← Back to context

Comment by ianbutler

5 months ago

3.5 Sonnet Yes IC SWE (Diamond) N/A 26.2% $58k / $236k 24.5%

But sonnet solved over 25% of them and made 60 grand.

That's a substantial amount of work. I don't entirely disagree with you about it being premature but these things are clearly providing substantial value.

>But sonnet solved over 25% of them and made 60 grand.

Technically it didn’t since all these tasks were done some time ago. On that note, I feel like putting a dollar amount on the tasks it was able to complete is misleading.

In the real world, if a model masquerading as a human is only right 25% of the time, its reviews on Upwork would reflect that and it would never be able to find work ever again.

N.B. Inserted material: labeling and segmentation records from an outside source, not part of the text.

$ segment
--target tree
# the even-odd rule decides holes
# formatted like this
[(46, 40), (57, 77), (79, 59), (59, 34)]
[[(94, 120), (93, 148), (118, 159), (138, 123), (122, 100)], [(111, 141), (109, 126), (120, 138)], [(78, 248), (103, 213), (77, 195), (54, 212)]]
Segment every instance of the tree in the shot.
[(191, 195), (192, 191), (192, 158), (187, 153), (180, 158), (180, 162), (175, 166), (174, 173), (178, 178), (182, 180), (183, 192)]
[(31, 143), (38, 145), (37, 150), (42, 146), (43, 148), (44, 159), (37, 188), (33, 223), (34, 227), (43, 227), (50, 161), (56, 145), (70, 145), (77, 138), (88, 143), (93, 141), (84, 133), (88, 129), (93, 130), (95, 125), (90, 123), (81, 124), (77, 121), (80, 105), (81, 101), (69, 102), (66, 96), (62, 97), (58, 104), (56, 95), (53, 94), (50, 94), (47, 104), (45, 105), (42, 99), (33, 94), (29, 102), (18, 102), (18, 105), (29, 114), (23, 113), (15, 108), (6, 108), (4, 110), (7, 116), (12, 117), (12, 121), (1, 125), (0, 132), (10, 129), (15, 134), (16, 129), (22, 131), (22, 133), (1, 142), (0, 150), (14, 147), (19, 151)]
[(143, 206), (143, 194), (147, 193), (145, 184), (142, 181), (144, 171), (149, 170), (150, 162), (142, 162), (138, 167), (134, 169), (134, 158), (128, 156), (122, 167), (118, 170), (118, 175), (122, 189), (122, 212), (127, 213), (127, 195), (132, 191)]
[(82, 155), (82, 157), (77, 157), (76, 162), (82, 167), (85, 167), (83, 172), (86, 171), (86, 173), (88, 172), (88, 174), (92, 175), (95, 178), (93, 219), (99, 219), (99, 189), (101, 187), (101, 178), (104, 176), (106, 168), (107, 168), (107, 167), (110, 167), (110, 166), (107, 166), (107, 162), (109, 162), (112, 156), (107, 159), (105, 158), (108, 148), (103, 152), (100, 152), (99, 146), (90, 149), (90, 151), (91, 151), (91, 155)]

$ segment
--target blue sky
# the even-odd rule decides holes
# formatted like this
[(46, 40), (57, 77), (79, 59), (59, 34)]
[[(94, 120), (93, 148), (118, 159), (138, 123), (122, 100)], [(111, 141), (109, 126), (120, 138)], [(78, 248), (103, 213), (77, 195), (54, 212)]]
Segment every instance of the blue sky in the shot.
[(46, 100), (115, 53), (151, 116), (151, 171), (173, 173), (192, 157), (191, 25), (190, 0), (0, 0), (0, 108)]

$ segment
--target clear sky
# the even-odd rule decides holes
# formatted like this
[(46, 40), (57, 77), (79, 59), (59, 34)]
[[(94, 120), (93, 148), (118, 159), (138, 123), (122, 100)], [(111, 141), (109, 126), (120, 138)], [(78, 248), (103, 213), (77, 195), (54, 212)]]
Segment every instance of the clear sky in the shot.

It might make a couple thousand before it loses trust.

Of course things would be different if they were open and upfront about this being an LLM, in which case it would presumably never run out of trust.

And again, Expensify is an anomaly among companies in that it gives freelancers well articulated tasks to work on. The real world is much more messy.

  • That's a lot of qualifying you have to do to discount this which that's fine but my take is you do that at your own peril as we look to the future of this tech.

    The real world is messy but the real world also adapts to the most cost effective solution even if it's just alright.

    People will spend more time specifying their task for an LLM based tool if it gets the job done and costs a fraction of a freelancer.